SCAPE Platform Business Activity
Digital collections at this organisation have grown to a sufficient size that assessment of the data for preservation risks has becoming virtually impossible. Execution time of a simple file format identification process is taking several months to complete. The proposed business activity will expand the web archiving department's Hadoop cluster, connect the organisation's digital repository to the cluster and apply the SCAPE Platform to enable all repository data to be characterised and assessed on a more frequent and practical basis.
The main activities are:
- Purchase new hardware and expand existing cluster
- Implement SCAPE Platform connector to enable movement of content from the digital repository to the cluster
- Implement SCAPE Platform tools, specifically Nanite, to enable file format identification, metadata extraction and characterisation of collection data
- Perform frequent re-assessment of data using the latest tools and file format signatures available
The web archiving department have agreed to allow digital preservation to utilise their existing Hadoop cluster in return for expanding the cluster with some additional hardware.
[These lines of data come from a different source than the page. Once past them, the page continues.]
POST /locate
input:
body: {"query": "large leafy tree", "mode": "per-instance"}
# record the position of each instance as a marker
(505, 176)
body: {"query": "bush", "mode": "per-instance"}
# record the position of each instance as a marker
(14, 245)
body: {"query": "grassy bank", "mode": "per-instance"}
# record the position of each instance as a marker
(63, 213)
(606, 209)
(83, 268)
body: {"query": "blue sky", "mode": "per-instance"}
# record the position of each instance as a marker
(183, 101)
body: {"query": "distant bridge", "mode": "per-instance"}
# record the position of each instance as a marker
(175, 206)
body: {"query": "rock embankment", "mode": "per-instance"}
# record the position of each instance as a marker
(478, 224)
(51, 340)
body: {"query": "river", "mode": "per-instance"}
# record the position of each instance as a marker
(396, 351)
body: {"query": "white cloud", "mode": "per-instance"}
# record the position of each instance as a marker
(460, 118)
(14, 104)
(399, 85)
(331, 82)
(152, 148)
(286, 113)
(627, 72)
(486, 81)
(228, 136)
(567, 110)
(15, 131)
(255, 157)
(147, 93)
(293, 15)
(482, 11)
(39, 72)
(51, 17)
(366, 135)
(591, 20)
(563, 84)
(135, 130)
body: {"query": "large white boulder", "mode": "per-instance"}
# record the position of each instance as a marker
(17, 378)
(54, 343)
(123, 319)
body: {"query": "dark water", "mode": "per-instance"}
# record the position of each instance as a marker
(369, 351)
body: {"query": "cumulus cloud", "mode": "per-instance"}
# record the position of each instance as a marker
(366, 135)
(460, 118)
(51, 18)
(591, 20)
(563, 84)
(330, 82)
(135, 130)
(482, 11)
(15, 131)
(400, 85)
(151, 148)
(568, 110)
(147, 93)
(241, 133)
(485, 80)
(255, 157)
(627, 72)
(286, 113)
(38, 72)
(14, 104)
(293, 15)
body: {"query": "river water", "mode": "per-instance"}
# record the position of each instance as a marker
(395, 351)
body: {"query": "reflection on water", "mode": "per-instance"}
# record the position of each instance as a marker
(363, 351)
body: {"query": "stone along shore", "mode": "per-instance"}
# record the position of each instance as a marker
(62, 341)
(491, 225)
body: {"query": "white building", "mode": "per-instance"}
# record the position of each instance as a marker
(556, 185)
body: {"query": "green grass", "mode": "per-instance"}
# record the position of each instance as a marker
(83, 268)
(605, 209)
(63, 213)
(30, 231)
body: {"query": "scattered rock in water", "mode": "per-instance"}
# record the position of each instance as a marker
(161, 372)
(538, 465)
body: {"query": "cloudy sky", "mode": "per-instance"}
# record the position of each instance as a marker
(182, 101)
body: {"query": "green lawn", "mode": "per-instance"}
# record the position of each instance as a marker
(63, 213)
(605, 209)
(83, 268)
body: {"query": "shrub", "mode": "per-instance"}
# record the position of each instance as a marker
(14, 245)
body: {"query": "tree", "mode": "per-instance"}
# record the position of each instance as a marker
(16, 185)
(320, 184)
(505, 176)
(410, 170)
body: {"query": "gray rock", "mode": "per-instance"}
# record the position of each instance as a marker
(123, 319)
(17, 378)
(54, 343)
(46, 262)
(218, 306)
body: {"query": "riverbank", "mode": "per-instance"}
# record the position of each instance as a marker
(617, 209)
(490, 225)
The organisation is struggling to assess it's digital collections due to the length of time it takes to assess the growing numbers of files. Without any file format analysis, the potential for unknown preservation risks is significant. The business case therefore suggests leveraging (and expanding) an existing Hadoop cluster for running preservation processes. Web archiving departments have been early adopters of Hadoop technology in libraries and archives, and so this scenario has been used by some SCAPE Project partners.